Corpus Christi-Nueces County Health District Clinical Director Dr. Kim Onufrak said vaccines are how herd immunity has been achieved for other illnesses in the past.

“That is how we’ve eradicated a lot of our other diseases like polio, smallpox," she said. "The vaccines were made and the majority of the population were vaccinated and then we had herd immunity."

But there is another way to achieve herd immunity. According to Driscoll Children’s Hospital Infectious Diseases specialist Dr. Jaime Fergie, if the majority of the population gets the COVID-19 virus, herd immunity can also be possible.

However, he says, with more easily transmissible variants like the Delta variant, herd immunity is harder to achieve.

“When you have a virus that’s easier to transmit, you need more people to be immune in order to achieve that so-called 'herd immunity,' " he said. "And I think that now we’re talking about getting above 90 percent of the population immune."

Corpus Christi-Nueces County Health District Public Health Director Annette Rodriguez, as of Friday, 58.8 percent of Nueces County is vaccinated against COVID-19.

Rodriguez said they encourage people from other counties to come to Nueces County’s vaccination clinics, especially the one at La Palmera Mall, which is open every day of the week.

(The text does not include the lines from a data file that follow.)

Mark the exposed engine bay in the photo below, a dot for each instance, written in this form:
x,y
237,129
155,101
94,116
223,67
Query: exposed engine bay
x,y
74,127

Corpus Christi-Nueces County Local Health Authority Dr. Srikanth Ramachandruni said the majority of the world needs to be vaccinated against COVID-19 to end the pandemic, not just our country.

“The Delta variant, since it’s very highly transmissible, we need an 85 to 90 percent population that need to be either immunized or get a natural infection,” Ramachandruni said.

The World Health Organization encourages people to get vaccinated rather than spread the disease, because spreading COVID-19 could cause unnecessary cases and death.